Into the heated discussions which took place in the Belgian Parliament in the spring and summer of 1901 respecting the Convention of July 3, 1890, we cannot enter. The King interfered so as to prevent the acceptance of a reasonable compromise proposed by the Belgian Prime Minister, M. Beernaert; and ultimately matters were arranged by a decree of August 7, 1901, which will probably lead to the transference of King Leopold's sovereign rights to Belgium at his death. In the meantime, the entire executive and legislative control is vested in him, and in a Colonial Minister and Council of four members, who are responsible solely to him, though the Minister has a seat in the Belgian Parliament[467]. To King Leopold, therefore, belongs the ultimate responsibility for all that is done in the Congo Free State. As M.
Cattier phrased it in the year 1898: "Belgium has no more right to intervene in the internal affairs of the Congo than the Congo State has to intervene in Belgian affairs. As regards the Congo Government, Belgium has no right either of intervention, direction, or control[468]."
[Footnote 467: H.R. Fox-Bourne, _Civilisation in Congoland_ p. 277.]
[Footnote 468: M. Cattier, _op. cit._ p. 88.]
Very many Belgians object strongly to the building up of an _imperium in imperio _in their land; and the wealth which the ivory and rubber of the Congo brings into their midst (not to speak of the stock-jobbing and company-promoting which go on at Brussels and Antwerp), does not blind them to the moral responsibility which the Belgian people has indirectly incurred. It is true that Belgium has no legal responsibility, but the State which has lent a large sum to the Congo Government, besides providing the great majority of the officials and exploiters of that territory, cannot escape some amount of responsibility. M. Vandervelde, leader of the Labour Party in Belgium, has boldly and persistently a.s.serted the right of the Belgian people to a share in the control of its eventual inheritance, but hitherto all the efforts of his colleagues have failed before the groups of capitalists who have acquired great monopolist rights in Congoland.
Having now traced the steps by which the Congolese Government reached its present anomalous position, we will proceed to give a short account of its material progress and administration.
No one can deny that much has been done in the way of engineering. A light railway has been constructed from near Vivi on the Lower Congo to Stanley Pool, another from Boma into the districts north of that important river port. Others have been planned, or are already being constructed, between Stanley Falls and the northern end of Lake Tanganyika, with a branch to the Albert Nyanza. Another line will connect the upper part of the River Congo with the westernmost affluent of the River Kasai, thus taking the base of the arc instead of the immense curve of the main stream. By the year 1903, 480 kilometres of railway were open for traffic, while 1600 more were in course of construction or were being planned. It seems that the first 400 kilometres, in the hilly region near the seaboard, cost 75,000,000 francs in place of the 25,000,000 francs first estimated[469].
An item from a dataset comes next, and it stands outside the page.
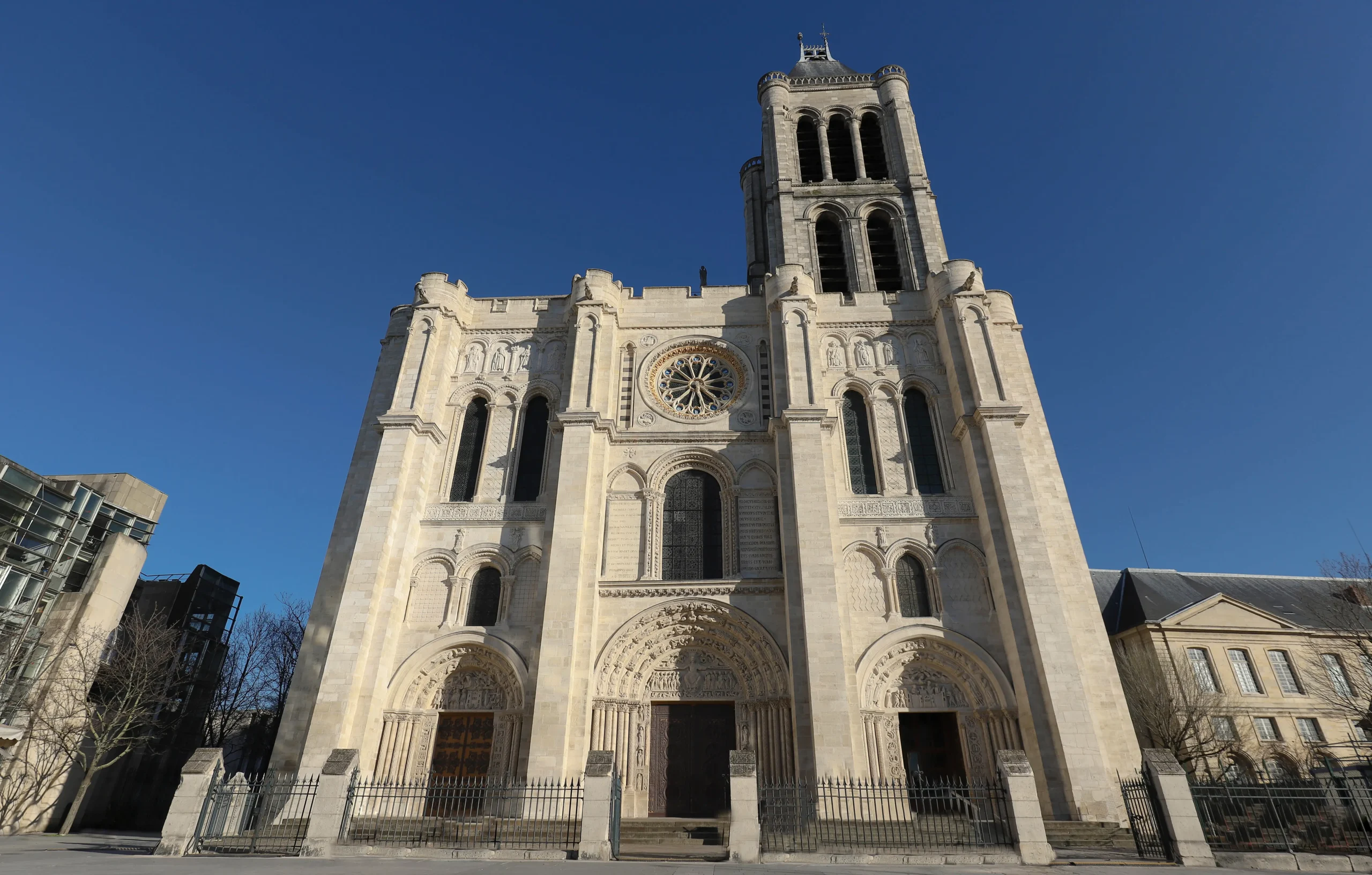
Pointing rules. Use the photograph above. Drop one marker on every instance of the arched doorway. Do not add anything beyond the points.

Road-making has also been pushed on in many directions. A flotilla of steamers plies on the great river and its chief affluents. In 1885 there were but five; the number now exceeds a hundred. As many as 1532 kilometres of telegraphs are now open. The exports advanced from 1,980,441 francs in 1885-86 to 50,488,394 francs in 1901-02, mainly owing to the immense trade in rubber, of which more anon; the imports from 9,175,103 francs in 1893 to 23,102,064 in 19O1-O2[470].
[Footnote 469: _L'Afrique nouvelle,_ by E. Descamps (1903), chap. xv.